Title: Randwick to Hargicourt : History of the 3rd Battalion, AIF
Author: Wren, Eric
Condition: Near Mint
Edition: 2nd Edition
Publication Date: 1989
Cover: Hard Cover without Dust Jacket – 400 pages
Comments: The detailed history of the Third Battalion AIF during World War I – rare in any edition. (Note – there we less copies of the 2nd edition published than the 1st edition). Only 1 copy of this extremely scarce title is available so be quick!
The 3rd Battalion was among the first infantry units raised for the AIF during the First World War. Like the 1st, 2nd and 4th Battalions it was recruited from New South Wales and, together with these battalions, formed the 1st Brigade.
The battalion was raised within a fortnight of the declaration of war in August 1914 and embarked just two months later. After a brief stop in Albany, Western Australia, the battalion proceeded to Egypt, arriving on 2 December. The battalion took part in the ANZAC landing on 25 April 1915 as part of the second and third waves and served there until the evacuation in December. In August, the battalion took part in the attack on Lone Pine. For his valorous action in defending Sasse’s Sap at Lone Pine on 9 August, Private John Hamilton was awarded the Victoria Cross.
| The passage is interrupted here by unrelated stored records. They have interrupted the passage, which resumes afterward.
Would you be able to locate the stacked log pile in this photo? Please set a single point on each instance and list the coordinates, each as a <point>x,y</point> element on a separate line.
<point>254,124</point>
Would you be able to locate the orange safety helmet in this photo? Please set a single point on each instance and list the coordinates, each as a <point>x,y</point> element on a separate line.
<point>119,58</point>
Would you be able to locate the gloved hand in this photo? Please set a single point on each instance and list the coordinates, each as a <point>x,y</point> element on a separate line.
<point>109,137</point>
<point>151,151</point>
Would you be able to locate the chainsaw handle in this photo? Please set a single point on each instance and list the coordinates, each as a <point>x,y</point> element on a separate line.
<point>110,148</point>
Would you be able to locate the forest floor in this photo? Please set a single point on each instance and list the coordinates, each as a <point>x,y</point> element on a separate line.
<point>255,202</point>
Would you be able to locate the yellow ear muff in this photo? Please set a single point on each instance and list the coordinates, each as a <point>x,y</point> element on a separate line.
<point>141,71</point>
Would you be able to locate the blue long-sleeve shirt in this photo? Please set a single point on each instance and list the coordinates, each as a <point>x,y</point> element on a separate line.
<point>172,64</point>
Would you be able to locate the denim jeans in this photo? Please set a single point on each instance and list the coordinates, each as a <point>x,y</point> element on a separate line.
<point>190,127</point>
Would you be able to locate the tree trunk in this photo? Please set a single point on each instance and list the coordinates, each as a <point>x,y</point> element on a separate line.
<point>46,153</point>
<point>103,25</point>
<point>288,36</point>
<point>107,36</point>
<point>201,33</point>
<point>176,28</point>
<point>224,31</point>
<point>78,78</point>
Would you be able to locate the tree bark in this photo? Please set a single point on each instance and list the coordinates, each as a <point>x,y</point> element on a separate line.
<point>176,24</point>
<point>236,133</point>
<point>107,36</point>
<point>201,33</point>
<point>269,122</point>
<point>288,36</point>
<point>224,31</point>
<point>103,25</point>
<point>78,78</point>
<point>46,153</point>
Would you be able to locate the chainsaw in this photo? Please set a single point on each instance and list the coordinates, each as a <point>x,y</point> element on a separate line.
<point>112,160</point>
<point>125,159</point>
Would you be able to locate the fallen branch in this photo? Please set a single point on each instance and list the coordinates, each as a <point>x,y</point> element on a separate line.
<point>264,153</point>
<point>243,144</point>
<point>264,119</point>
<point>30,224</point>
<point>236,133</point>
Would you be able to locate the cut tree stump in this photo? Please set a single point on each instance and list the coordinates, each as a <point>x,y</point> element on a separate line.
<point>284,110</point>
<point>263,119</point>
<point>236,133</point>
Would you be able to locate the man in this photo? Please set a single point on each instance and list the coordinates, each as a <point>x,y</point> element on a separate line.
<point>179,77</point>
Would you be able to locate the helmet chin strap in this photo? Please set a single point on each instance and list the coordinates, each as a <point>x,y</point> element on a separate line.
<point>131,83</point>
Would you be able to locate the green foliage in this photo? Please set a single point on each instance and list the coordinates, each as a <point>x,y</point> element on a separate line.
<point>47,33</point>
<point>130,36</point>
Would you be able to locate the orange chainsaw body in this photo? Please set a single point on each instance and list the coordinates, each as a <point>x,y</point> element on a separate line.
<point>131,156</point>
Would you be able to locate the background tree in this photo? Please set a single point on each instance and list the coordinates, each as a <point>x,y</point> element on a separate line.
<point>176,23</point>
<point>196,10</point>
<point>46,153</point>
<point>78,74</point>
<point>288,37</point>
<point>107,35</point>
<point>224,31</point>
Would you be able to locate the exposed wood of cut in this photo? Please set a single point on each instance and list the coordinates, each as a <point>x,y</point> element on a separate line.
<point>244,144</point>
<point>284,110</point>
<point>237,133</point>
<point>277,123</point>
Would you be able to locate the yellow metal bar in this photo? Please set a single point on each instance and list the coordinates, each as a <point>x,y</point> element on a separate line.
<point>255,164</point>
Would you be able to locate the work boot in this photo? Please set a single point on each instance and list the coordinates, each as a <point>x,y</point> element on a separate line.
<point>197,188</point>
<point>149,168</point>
After the withdrawal from Gallipoli, the battalion returned to Egypt. In March 1916, it sailed for France and the Western Front. From then until 1918 the battalion took part in operations against the German Army, principally in the Somme Valley in France and around Ypres in Belgium. The battalion’s first major action in France was at Pozières in the Somme valley in July 1916. Later the battalion fought at Ypres, in Flanders, before returning to the Somme for winter.
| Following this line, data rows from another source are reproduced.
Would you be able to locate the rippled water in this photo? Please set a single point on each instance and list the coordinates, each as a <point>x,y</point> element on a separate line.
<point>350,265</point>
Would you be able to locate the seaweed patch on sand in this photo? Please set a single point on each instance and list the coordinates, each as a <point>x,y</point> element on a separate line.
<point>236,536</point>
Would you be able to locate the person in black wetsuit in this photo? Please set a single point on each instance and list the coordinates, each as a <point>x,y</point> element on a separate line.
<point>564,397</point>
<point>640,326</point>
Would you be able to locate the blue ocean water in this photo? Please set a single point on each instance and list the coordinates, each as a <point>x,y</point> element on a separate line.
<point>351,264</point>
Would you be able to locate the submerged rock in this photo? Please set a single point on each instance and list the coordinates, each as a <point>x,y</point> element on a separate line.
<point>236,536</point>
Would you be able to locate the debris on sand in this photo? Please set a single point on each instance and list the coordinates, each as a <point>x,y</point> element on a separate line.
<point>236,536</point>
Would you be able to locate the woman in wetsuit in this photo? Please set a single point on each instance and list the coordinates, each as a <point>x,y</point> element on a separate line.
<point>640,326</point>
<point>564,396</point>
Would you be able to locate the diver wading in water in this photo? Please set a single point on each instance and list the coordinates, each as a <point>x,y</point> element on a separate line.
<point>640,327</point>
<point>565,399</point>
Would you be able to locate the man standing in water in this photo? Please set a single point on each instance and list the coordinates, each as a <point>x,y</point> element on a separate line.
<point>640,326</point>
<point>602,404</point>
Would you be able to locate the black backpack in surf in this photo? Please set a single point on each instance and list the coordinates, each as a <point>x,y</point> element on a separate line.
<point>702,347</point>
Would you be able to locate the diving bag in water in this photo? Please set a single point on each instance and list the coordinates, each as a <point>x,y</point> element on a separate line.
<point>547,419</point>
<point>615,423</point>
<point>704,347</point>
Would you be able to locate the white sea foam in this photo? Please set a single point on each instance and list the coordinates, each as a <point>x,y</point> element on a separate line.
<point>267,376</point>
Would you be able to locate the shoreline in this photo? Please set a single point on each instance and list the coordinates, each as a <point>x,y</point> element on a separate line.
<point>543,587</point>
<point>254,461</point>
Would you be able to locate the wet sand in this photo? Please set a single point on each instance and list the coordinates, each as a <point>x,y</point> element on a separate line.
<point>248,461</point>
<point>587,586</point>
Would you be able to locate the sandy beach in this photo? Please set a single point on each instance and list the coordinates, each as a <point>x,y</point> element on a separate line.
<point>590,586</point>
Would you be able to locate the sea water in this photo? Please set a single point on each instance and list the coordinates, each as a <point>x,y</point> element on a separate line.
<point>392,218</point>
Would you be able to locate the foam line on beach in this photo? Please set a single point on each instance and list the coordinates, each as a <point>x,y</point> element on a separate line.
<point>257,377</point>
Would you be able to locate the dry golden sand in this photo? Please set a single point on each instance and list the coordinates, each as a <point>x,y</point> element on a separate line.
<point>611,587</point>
The battalion participated in a short period of mobile operations following the German withdrawal to the Hindenburg Line in early 1917, but spent much of that year fighting in increasingly difficult conditions around Ypres. In 1918 the battalion returned to the Somme valley and helped to stop the German spring offensive in March and April. The battalion subsequently participated in the Allies’ great offensive of that year, launched east of Amiens on 8 August 1918. The advance on this day by British and empire troops was the greatest success in a single day on the Western Front, one that German General Erich Ludendorff described as “the black day of the German Army in this war”.
The battalion continued operations to late September 1918. At 11 am on 11 November 1918, the guns fell silent. The November armistice was followed by the peace treaty of Versailles signed on 28 June 1919.
Between November 1918 and May 1919 the men of the 3rd Battalion returned to Australia for demobilisation and discharge.